Her borcunuzu faturayı Tanrı kesmiş gibi ödeyin – Ralph Waldo Emerson

Yeter ki oyunu kuralına göre oynayın, sabırlı olun ve en önemlisi heyecanlı olun. Bu sürekli bir öğrenim sürecidir. İnanın bana sabırlı, azimli bir şekilde ve yorulmaksızın çalışırsanız, en önemlisi de “DÜRÜST” olarak işinizi yaparsanız güzel bir gelecek sizi bekliyor olacak ve başarılı bir ihracatçı olacaksınız. Üç şey düsturunuz olsun: 1. Dürüst ticaret 2. Yorulmak bilmeden çalışmak 3. Başarıya inanmak.

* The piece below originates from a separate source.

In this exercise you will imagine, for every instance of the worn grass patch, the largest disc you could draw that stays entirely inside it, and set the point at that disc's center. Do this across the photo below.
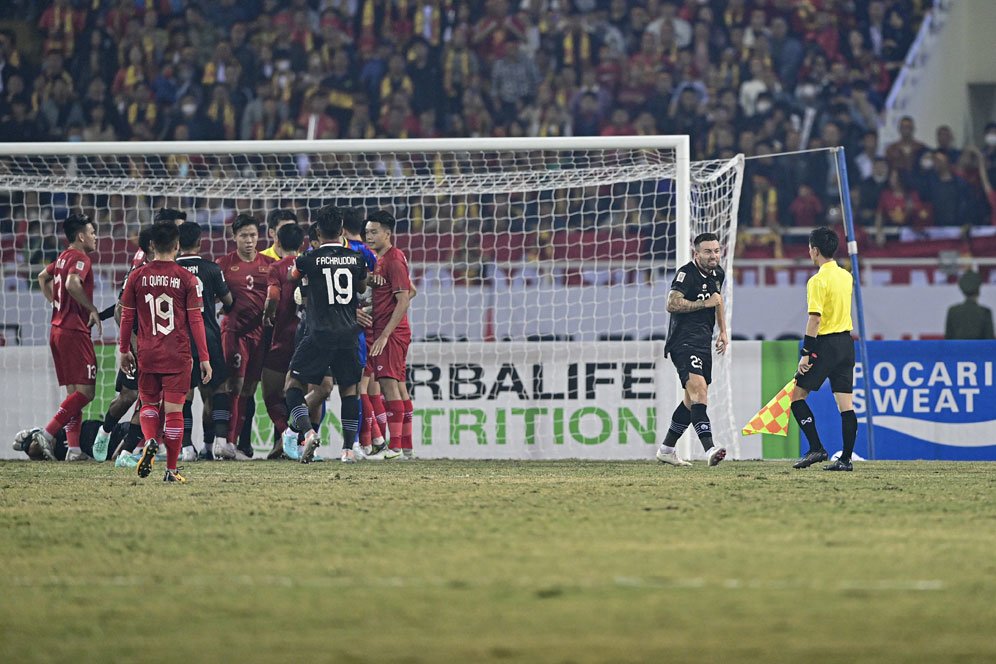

Bu üç prensibe sarılırsanız başarı sizi bulacaktır.

Nasıl ihracat yapılır? serisinin amacı ihracat yapmak isteyen herkesin okuduğunda bir şeyler öğrenebilmesidir; sıfırdan başlayarak hevesli bir ihracatçı adayının ihracatçı olmasına yardım edebilmektir. Bu yüzden üretici olmayan, henüz şirketi bile olmayan ve komisyonculuk yaparak mesleğe adım atmak isteyen bir kişiye anlatır gibi aşama aşama gideceğiz. Böylece hali hazırda firması olan ve ihracat yapmak isteyen ya da ihracat yapmakta olup müşteri portföyünü artırmak isteyenler de okuduğunda bir şeyler bulabileceklerdir.